Önce hukuki bakış açısı lazım

Önce hukuki bakış açısı lazım

Malumunuz, İnsan Hakları Avrupa Mahkemesi, Osman Kavala hakkındaki "hak ihlali" kararını yineledi. Avrupa Konseyi de söz konusu mahkemeye Kavala hakkındaki kararın Türkiye tarafından uygulanıp uygulanmadığı sorusuna iki defa uygulanmadığı yönünde cevap alınca, yaptırım sürecini başlatacağını duyurdu.

Adalet Bakanı Bozdağ ise, aynı hafta çıktığı canlı yayında mahkemenin kararlarına uyduklarını söyledi. Ancak söylediğine kendisi de ikna olmamış olacak ki devamında "Yunanistan da bazı kararlara uymuyor" minvalinde bir savunmada bulundu.

Dışişleri Bakanlığı Sözcüsü Bilgiç, söz konusu kararın "Avrupa insan hakları sisteminin itibarının bir kez daha sorgulanmasına sebep olduğunu" söyledi.

Hukuk kuralları geneldir

Bu açıklamalar net olarak gösteriyor ki, hükümetin meseleye şahsi yaklaşması, yargılanan kişiye odaklanması, hukuki bakış açısının önüne geçiyor. İsimler ön plana çıktığında, siyasi saikler konuşuluyor, mahkemelerden de siyasi çerçevede karar beklentisi doğuyor.

Oysa hukuk kuralları soyuttur, geneldir. Osman, Orhan, Hasan, Ali, Veli fark etmeksizin uygulanır.

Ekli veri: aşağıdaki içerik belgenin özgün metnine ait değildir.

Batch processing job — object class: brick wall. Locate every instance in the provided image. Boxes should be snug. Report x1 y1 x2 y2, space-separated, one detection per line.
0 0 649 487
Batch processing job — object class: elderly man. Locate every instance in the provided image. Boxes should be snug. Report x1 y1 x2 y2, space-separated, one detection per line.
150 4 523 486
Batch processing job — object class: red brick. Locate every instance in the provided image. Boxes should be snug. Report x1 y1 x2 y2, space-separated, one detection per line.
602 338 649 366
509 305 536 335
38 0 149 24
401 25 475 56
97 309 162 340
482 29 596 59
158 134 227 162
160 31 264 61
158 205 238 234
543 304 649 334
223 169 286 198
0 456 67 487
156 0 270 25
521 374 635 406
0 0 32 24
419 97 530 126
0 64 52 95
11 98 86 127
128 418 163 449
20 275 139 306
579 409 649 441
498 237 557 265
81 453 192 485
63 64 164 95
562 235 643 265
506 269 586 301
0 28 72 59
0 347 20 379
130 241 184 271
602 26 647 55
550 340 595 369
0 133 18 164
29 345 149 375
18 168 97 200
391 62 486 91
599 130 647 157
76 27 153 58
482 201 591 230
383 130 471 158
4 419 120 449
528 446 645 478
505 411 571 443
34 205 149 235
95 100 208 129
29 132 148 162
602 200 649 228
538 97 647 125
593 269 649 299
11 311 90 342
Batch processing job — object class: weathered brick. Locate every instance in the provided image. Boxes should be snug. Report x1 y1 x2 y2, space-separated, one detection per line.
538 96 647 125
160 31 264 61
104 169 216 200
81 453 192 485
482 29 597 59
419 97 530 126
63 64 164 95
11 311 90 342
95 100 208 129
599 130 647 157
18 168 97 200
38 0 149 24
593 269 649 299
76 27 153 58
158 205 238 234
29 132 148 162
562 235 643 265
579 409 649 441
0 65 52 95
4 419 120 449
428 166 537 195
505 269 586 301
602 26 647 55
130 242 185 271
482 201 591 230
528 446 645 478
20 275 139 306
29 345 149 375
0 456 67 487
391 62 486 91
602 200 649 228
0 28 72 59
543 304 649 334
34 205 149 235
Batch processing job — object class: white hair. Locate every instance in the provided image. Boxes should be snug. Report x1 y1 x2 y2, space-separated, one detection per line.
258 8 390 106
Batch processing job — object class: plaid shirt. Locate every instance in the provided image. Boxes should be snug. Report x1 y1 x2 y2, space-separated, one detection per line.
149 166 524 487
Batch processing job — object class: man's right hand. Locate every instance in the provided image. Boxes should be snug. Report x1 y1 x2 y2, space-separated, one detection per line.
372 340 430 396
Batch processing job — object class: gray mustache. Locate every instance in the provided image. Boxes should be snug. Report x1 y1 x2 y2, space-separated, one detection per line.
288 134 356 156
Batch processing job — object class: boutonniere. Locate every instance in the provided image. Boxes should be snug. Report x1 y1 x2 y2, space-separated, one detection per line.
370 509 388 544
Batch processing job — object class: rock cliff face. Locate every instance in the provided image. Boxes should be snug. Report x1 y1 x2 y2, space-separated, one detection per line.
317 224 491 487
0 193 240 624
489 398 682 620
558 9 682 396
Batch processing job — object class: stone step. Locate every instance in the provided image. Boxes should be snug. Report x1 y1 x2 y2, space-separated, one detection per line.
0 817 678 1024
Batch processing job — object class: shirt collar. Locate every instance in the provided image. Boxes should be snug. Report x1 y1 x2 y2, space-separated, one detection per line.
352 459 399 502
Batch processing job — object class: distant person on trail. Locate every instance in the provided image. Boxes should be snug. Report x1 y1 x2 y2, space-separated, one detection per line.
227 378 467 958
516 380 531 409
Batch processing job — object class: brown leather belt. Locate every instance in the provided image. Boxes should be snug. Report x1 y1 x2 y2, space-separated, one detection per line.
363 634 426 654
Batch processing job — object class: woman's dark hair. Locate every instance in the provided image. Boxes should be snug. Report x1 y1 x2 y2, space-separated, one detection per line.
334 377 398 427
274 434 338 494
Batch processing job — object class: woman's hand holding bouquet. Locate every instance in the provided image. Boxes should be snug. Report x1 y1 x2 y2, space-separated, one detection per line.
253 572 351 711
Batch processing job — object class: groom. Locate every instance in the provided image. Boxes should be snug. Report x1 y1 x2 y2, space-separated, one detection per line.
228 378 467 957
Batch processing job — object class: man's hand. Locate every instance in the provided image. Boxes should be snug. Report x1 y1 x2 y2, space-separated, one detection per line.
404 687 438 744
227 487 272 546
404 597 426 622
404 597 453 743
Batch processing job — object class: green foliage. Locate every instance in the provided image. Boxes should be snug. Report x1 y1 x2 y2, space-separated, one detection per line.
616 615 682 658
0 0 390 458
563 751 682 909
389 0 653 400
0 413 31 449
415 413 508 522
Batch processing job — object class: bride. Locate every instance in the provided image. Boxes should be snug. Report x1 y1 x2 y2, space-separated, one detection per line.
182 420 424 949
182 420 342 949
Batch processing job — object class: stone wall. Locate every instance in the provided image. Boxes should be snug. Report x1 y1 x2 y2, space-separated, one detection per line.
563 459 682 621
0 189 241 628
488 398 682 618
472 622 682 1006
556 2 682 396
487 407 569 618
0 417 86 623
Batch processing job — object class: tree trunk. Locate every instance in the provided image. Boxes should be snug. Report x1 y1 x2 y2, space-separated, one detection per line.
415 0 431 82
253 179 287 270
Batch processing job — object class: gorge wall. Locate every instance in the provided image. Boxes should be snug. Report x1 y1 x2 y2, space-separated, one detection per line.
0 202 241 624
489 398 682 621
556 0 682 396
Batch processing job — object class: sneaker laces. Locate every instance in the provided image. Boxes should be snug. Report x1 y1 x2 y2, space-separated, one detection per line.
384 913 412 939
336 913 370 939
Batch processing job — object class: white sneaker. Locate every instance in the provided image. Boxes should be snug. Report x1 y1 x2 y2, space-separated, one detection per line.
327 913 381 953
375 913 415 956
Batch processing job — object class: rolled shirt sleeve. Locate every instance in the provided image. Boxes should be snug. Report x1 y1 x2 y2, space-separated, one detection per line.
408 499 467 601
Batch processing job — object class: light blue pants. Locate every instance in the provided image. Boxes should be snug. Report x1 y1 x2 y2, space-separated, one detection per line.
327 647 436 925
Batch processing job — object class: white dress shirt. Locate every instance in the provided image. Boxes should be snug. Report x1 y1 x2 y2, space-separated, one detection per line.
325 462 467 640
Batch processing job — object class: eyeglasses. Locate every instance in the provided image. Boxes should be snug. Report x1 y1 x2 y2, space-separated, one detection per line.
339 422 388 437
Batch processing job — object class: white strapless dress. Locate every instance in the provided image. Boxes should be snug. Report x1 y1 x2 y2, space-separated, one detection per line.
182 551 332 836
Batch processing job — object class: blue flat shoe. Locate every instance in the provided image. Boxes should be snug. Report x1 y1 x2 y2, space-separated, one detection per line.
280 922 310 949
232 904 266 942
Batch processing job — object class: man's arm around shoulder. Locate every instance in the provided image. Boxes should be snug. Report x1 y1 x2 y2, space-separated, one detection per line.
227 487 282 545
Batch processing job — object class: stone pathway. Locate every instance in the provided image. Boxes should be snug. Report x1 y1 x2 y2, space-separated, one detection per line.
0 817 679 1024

Nitekim İnsan Hakları Avrupa Mahkemesi de bizim mahkemelerimizin Kavala hakkındaki kararlarını siyasi olmakla eleştiriyor.

Davaya en özet haliyle baktığımızda; İnsan Hakları Avrupa Mahkemesi''nin "dosyada delil bulunmaması gerekçesiyle Kavala''nın derhal tahliye edilmesi" yönünde verdiği kararlara ulusal mahkemelerimizin uymadığını görüyoruz.

Nihayetinde ise, Kavala ve diğer sanıkların darbeye teşebbüs suçundan beraat ve tahliye kararının 30. Ağır Ceza Mahkemesi tarafından verildiğini görüyoruz. Bakan Bozdağ''ın "biz mahkemenin kararlarına uyduk" dediği nokta da işte burası.

Ancak, Bakan, Kavala hakkında aynı dosya üzerinden ve dosyaya hiçbir delil eklenmeden soruşturma açıldığını ve Kavala''nın aynı dosya üzerinden aynı delil noksanlığına rağmen tutuklandığını sanırım unutuyor.

Yani, Kavala aynı dosyadan hem beraat ediyor hem de tutuklanıyor.

Oysa 12. yüzyıldan beri, hukukun genel ilkesi gereği, aynı suçtan iki kere yargılama yapılması mümkün değil.

İnsan Hakları Avrupa Mahkemesi kararları bağlayıcıdır

İnsan Hakları Avrupa Mahkemesi kararları beğenilmeyebilir, eleştirilebilir, hatta dileyen Bilgiç''in yukarıdaki açıklamasındaki gibi mahkemenin sisteminin itibarını dahi sorgulayabilir.

Ancak kararlarına uyulmak zorundadır; İnsan Hakları Avrupa Mahkemesi kararları için "Bizi bağlamaz" denemez.

Hukuk devleti olmak, önce hukuk demektir.

Zira bizi "dalgalı denizden" kurtarabilecek olan esas unsur, hukuktur.